If you haven’t saved seeds before, try easy ones such as peas, beans, tomatoes, and peppers. These are mostly self-fertilizing so won’t cross with other plants. Lettuce cross-pollinates, so only grow one variety if you want the seeds. Carrots and onions are bi-annual, so must be left until year two, when they will bear seed. Tag your plants so you know what variety it is. Each participant should only promise one to two kinds of seeds for the registry per year so as not to get overwhelmed. We plan to add the seed registry to the website.

If you would like to grow seed for the registry this year, please contact Pat Huet.

To find out more about seed saving, check out http://www.seedsanctuary.com. There’s also a BC Food Systems network seed saving listserv. Ask for details on joining if you’re interested.

15. Farm Fresh Guide: Pat
Pat needs volunteers to phone each entry from the previous FFG to confirm their entry. We’d like to expand the guide to include restaurants that serve local food.

16. Permaculture Talk: Valerie
Rob Avis of Verge Permaculture in Calgary will give a three-hour introduction to permaculture this Thursday, February 10, 6:30 pm, in the Erickson Room at the Rec Centre. $5.00 per person entry will go to local initiatives.
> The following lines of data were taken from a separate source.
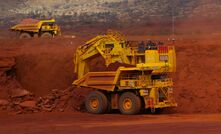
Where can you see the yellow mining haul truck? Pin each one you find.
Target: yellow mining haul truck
(36, 28)
(146, 85)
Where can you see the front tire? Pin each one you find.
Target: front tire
(96, 103)
(129, 103)
(24, 36)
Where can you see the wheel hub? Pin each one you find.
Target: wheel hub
(127, 104)
(94, 103)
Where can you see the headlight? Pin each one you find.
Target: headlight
(164, 58)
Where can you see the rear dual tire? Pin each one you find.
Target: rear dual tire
(96, 103)
(25, 36)
(129, 103)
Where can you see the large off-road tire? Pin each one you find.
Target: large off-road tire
(96, 103)
(129, 103)
(24, 36)
(46, 35)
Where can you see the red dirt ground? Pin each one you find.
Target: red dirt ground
(83, 123)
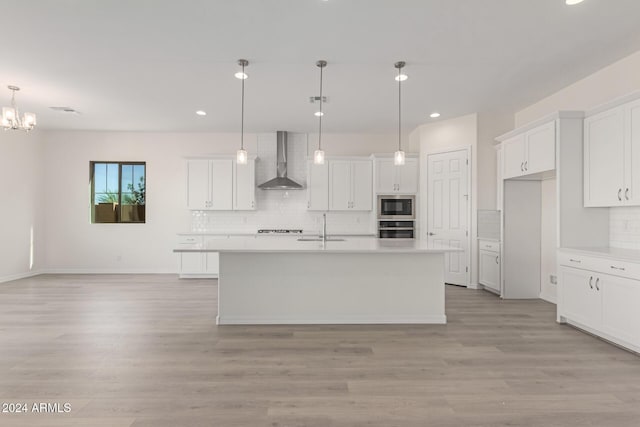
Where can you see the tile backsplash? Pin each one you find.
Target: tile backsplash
(280, 209)
(624, 227)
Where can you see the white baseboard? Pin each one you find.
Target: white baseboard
(106, 271)
(335, 320)
(549, 298)
(18, 276)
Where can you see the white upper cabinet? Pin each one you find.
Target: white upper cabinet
(541, 149)
(612, 157)
(220, 184)
(514, 153)
(318, 187)
(392, 179)
(350, 185)
(198, 184)
(221, 189)
(244, 190)
(531, 152)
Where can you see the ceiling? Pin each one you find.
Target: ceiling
(148, 65)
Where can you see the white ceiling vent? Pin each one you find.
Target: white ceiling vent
(67, 110)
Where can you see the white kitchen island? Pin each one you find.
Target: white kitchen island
(355, 281)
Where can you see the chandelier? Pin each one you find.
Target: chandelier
(11, 115)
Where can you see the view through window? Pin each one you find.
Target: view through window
(118, 192)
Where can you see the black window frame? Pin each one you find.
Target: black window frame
(118, 209)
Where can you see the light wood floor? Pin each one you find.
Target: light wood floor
(145, 351)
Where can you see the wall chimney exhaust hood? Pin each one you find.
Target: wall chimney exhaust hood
(281, 182)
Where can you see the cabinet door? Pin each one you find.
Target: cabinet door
(620, 314)
(318, 187)
(198, 194)
(362, 185)
(541, 149)
(386, 176)
(580, 301)
(408, 176)
(212, 262)
(513, 160)
(340, 185)
(632, 154)
(221, 184)
(489, 274)
(244, 191)
(603, 158)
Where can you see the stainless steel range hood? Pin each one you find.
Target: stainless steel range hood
(281, 182)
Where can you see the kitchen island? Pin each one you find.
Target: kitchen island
(352, 281)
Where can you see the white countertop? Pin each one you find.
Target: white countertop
(632, 255)
(350, 245)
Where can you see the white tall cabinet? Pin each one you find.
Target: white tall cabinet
(612, 156)
(542, 203)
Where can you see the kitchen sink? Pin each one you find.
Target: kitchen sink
(318, 239)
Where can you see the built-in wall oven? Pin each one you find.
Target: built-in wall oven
(396, 217)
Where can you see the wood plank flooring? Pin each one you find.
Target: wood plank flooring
(144, 350)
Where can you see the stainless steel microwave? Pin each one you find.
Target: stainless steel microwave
(396, 207)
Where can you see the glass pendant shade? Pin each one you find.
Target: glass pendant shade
(241, 157)
(318, 157)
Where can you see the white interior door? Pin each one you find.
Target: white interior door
(448, 210)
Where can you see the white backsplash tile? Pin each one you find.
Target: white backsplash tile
(279, 209)
(624, 227)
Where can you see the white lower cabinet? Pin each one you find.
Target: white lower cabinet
(489, 263)
(198, 264)
(594, 296)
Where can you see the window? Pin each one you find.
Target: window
(118, 192)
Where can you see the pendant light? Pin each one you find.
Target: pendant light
(318, 155)
(241, 155)
(398, 157)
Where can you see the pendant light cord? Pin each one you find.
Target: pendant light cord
(320, 121)
(399, 107)
(242, 112)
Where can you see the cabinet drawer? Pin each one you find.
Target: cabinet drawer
(488, 245)
(190, 239)
(610, 266)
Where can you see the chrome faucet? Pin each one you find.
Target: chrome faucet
(324, 227)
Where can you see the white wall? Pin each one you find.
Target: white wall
(22, 206)
(618, 79)
(72, 244)
(548, 239)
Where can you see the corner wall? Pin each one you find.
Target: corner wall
(22, 208)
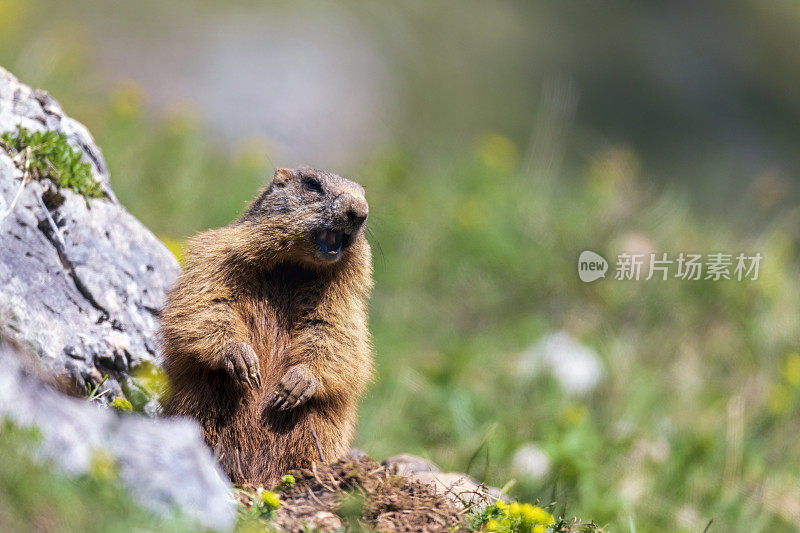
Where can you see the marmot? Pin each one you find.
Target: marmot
(264, 334)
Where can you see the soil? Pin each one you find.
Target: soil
(362, 495)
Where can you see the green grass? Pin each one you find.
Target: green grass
(35, 498)
(47, 155)
(475, 261)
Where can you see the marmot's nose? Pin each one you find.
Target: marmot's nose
(356, 209)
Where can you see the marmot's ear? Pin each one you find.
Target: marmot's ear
(283, 175)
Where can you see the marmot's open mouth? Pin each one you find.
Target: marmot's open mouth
(331, 242)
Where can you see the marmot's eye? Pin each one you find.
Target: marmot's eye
(312, 184)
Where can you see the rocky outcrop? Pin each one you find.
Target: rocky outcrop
(163, 463)
(80, 290)
(456, 487)
(86, 295)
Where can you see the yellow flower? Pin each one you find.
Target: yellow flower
(497, 151)
(791, 369)
(121, 404)
(574, 414)
(271, 499)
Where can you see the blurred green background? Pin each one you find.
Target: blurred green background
(496, 141)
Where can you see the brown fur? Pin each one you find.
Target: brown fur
(261, 281)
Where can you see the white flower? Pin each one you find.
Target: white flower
(531, 461)
(576, 367)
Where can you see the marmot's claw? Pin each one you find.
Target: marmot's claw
(294, 389)
(241, 363)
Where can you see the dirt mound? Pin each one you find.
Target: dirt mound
(362, 494)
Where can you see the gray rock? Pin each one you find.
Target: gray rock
(86, 297)
(164, 463)
(405, 464)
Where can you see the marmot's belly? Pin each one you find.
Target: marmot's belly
(261, 447)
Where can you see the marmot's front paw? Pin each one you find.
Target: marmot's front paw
(295, 388)
(241, 363)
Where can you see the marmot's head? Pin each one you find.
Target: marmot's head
(315, 216)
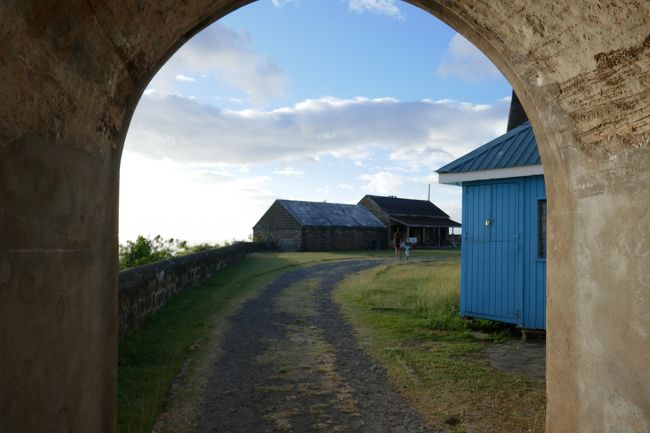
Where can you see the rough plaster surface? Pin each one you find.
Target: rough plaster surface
(72, 71)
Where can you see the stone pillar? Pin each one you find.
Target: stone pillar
(58, 253)
(71, 74)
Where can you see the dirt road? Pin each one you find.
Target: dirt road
(291, 363)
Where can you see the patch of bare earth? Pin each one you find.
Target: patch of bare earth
(288, 362)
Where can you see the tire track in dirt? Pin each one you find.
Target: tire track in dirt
(291, 363)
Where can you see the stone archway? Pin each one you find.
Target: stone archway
(71, 73)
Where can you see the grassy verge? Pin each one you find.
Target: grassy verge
(407, 317)
(151, 357)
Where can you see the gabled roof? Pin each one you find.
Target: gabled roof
(406, 206)
(515, 148)
(318, 214)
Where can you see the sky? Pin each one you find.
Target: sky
(317, 100)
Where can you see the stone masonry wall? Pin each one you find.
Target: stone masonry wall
(145, 289)
(278, 227)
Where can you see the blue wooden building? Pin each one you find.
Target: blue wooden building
(503, 274)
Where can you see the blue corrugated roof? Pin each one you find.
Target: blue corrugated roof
(317, 214)
(515, 148)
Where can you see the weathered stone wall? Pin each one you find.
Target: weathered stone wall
(72, 72)
(143, 290)
(342, 238)
(278, 227)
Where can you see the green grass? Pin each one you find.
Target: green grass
(407, 317)
(151, 357)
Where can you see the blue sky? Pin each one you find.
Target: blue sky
(320, 100)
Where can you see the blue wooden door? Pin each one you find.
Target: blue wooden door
(492, 272)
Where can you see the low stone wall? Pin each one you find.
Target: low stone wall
(143, 290)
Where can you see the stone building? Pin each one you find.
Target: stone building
(412, 218)
(311, 226)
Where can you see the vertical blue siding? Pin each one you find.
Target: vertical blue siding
(501, 276)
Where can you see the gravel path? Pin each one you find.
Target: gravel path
(292, 364)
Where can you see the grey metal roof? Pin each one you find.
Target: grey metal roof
(407, 206)
(319, 214)
(424, 221)
(515, 148)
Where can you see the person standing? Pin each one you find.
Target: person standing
(397, 241)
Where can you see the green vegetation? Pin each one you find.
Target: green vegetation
(153, 355)
(407, 317)
(145, 250)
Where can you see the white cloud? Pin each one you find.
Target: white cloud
(228, 56)
(185, 78)
(288, 171)
(465, 61)
(383, 7)
(280, 3)
(195, 202)
(382, 183)
(418, 134)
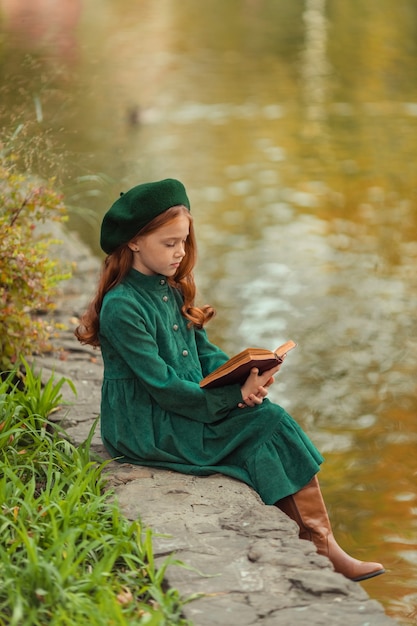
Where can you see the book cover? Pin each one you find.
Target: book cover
(237, 368)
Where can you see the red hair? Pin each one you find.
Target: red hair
(118, 264)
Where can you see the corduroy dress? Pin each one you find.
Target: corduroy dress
(153, 411)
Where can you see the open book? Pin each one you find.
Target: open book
(237, 369)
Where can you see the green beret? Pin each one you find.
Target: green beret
(136, 208)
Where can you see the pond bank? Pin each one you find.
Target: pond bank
(244, 556)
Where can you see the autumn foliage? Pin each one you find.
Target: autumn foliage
(28, 274)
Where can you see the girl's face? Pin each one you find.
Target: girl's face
(162, 251)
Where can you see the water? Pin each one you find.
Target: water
(293, 125)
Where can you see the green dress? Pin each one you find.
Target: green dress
(153, 411)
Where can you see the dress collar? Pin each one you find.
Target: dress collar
(143, 282)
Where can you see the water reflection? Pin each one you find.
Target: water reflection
(293, 125)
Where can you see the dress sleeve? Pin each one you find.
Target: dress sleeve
(210, 355)
(123, 327)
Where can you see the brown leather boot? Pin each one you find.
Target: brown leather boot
(307, 508)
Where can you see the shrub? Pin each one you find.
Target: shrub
(28, 276)
(67, 554)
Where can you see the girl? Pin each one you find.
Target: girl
(155, 352)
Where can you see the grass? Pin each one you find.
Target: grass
(68, 556)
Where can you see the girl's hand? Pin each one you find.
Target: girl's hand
(255, 388)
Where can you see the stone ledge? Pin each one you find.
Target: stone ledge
(243, 557)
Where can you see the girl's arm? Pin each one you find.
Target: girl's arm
(210, 355)
(125, 330)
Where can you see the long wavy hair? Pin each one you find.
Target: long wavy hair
(117, 265)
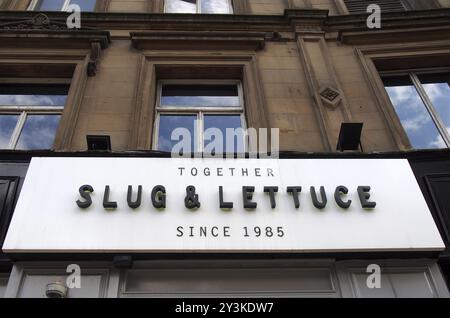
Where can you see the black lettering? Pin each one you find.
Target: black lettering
(295, 194)
(224, 205)
(180, 231)
(159, 197)
(271, 191)
(364, 196)
(191, 201)
(134, 204)
(85, 192)
(247, 193)
(107, 204)
(320, 205)
(338, 197)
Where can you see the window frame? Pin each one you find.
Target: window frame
(34, 3)
(24, 111)
(199, 8)
(200, 112)
(431, 109)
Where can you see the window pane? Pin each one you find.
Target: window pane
(216, 6)
(437, 87)
(181, 6)
(413, 114)
(221, 123)
(33, 95)
(85, 5)
(168, 123)
(49, 5)
(7, 125)
(200, 96)
(38, 132)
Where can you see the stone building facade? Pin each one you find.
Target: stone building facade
(302, 66)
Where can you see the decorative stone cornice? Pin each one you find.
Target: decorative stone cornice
(199, 40)
(41, 30)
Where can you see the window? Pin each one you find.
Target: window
(30, 115)
(206, 110)
(199, 6)
(61, 5)
(422, 102)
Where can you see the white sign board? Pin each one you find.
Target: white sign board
(48, 218)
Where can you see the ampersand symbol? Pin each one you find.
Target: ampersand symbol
(191, 201)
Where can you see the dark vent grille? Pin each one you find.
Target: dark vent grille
(360, 6)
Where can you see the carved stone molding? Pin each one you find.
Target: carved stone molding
(241, 7)
(39, 22)
(198, 40)
(330, 96)
(155, 6)
(102, 5)
(40, 30)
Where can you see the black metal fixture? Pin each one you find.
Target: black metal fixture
(98, 143)
(350, 137)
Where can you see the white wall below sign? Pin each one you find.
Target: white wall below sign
(48, 220)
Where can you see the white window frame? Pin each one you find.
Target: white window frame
(199, 8)
(34, 3)
(413, 75)
(23, 112)
(200, 112)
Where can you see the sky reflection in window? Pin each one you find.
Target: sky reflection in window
(221, 123)
(200, 96)
(415, 118)
(168, 123)
(38, 132)
(437, 87)
(181, 6)
(7, 125)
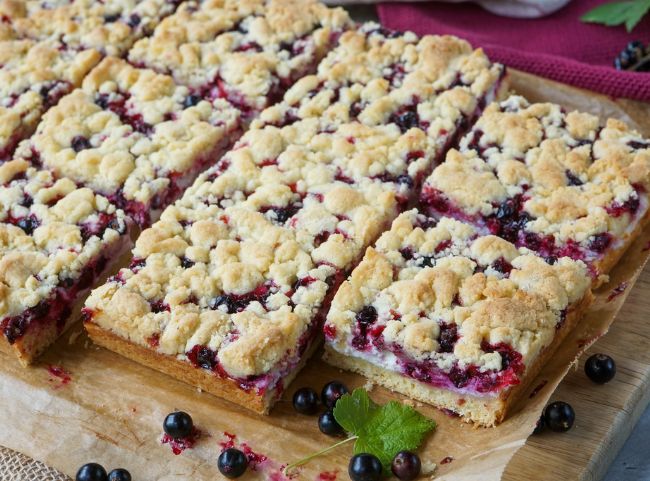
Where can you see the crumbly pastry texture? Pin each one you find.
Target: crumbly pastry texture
(557, 183)
(110, 26)
(55, 240)
(226, 290)
(132, 135)
(33, 77)
(442, 306)
(246, 51)
(378, 76)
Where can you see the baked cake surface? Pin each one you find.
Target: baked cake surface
(377, 76)
(248, 51)
(33, 77)
(110, 26)
(556, 183)
(455, 319)
(132, 135)
(55, 240)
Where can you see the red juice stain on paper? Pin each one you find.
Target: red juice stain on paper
(617, 291)
(537, 389)
(327, 476)
(59, 374)
(180, 445)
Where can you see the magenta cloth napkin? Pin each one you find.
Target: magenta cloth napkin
(559, 46)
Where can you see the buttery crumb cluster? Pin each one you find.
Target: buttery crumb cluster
(247, 51)
(55, 239)
(319, 188)
(133, 135)
(556, 183)
(437, 302)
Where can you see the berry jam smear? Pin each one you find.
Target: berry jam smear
(179, 445)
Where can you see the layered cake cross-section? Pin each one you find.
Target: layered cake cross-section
(33, 77)
(460, 321)
(248, 52)
(56, 241)
(557, 183)
(376, 76)
(109, 26)
(132, 135)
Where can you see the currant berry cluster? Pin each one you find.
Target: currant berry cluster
(635, 57)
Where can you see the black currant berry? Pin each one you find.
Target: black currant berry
(178, 424)
(600, 368)
(406, 465)
(331, 393)
(364, 467)
(328, 424)
(305, 401)
(559, 416)
(232, 463)
(119, 475)
(91, 472)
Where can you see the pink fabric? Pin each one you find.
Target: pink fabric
(559, 46)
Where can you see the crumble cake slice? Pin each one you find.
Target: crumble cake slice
(376, 76)
(132, 135)
(248, 51)
(33, 77)
(556, 183)
(222, 299)
(56, 240)
(110, 26)
(451, 318)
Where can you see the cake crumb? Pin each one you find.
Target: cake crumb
(428, 468)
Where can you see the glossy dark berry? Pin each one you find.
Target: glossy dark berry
(328, 424)
(178, 424)
(91, 472)
(559, 416)
(232, 463)
(224, 300)
(364, 467)
(540, 425)
(119, 475)
(305, 401)
(600, 368)
(406, 465)
(331, 393)
(367, 315)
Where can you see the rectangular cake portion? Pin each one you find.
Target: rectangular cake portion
(248, 52)
(132, 135)
(223, 299)
(33, 77)
(229, 289)
(376, 76)
(56, 240)
(457, 320)
(557, 183)
(110, 26)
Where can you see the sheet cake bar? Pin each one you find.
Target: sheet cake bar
(557, 183)
(248, 52)
(454, 319)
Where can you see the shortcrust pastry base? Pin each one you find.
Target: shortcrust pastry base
(483, 411)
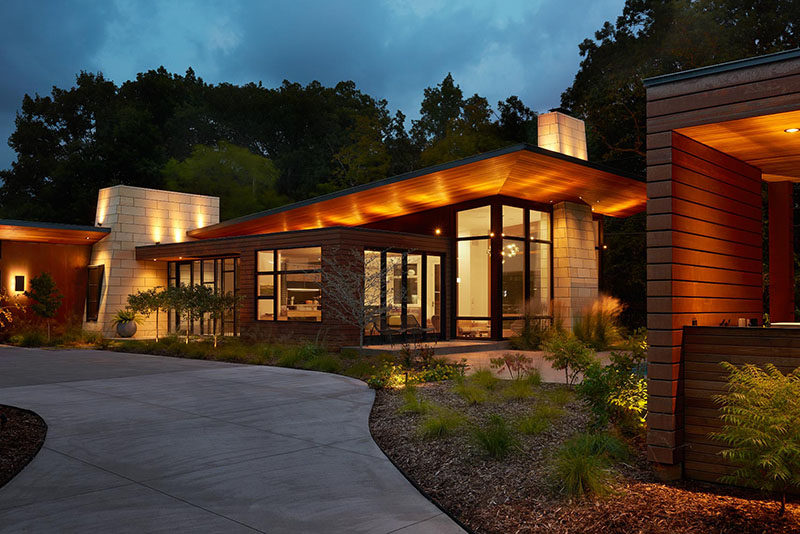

17. To learn more about the provincial government’s water initiatives go to http://blog.gov.bc.ca/livingwatersmart/

18. KLAS: Michael Byrne
Kootenay Local Agricultural Society (http:www.klasociety.org) was formed to support farmers and growers in the Kootenay region of British Columbia. This support takes the form of initiatives that will foster the economic viability of all farms in the region, which in turn, will encourage new farms in the area. Their vision is for a thriving food shed, with an abundant supply of locally and sustainably produced organic foods, readily available to all area residents.

Michael says he joined KLAS in 2009 and joined the board the same day. His background is as a statistician in agriculture, and he recommends each of us send letter to our MP against GMO alfalfa through this site: http://www.cban.ca/474action.

Jeremy and Nettie Lack began KLAS in 2003. By 2008 the movement had grown to 30 ordinary members and 5 KMG (Kootenay Mountain Grown organic certification) transitional members. In 2009 the numbers were 75/15, and in 2010 99/18. In Creston, KMG members include Kootenay Alpine Cheese, Garden Hoe, Mo and Mikey, Full Circle Farm, and Goat River Mushrooms.

The mission is not-for-profit local agricultural and products, supporting sustainable agriculture and business within the region. There is an extremely extensive tool library as well as one of books, recorded lectures, videos, virtual library (CDs), beekeeping resources, and seedsaving.

Michael suggests the FAC might work jointly with KLAS on regional seed registry.

Kootenay Mountain Grown standards: new farms are self-certified from within group. Information on sensible and realistic standards and practices is available on the website.

There are eight directors from seven regions within the Kootenays. Two of these directors are from the Creston Valley.

KLAS’s challenges are much the same as most non-profits. Funding is always a big need, though member and producer fees do help. Other challenges include the pressure of GMO crops and the need for volunteers for the seed registry and to give lectures.

One membership perk Michael appreciates is the Voice of the Mountains newsletter. He says it is worthwhile to join KLAS just for the resources. While the library is in Castlegar, some equipment is stored at Full Circle Farm (Gailius) in Creston.

AGM: Maureen Byrne and Joanne Gailius are setting up a local food feature for the KLAS AGM on March 16.

Volunteer opportunity: Creston representatives needed for the GE FREE KOOTS campaign.

16. Other Reports:
Randy says that food freedom day is Feb 12 (when we’ve earned enough money to pay for food the year). He adds that $2.7 BILLION of food is wasted annually, most of it at consumer level.

Cassandra has seeds to sell tonight: tomatoes, dry beans, and others.

The next membership meeting will be held March 7 at 4pm at the College Greenhouse classroom. Tammy Hardwick of the museum will present on the lost industries of the Creston Valley, including many agricultural initiatives of the past.

The meeting was adjourned at 8:38 pm.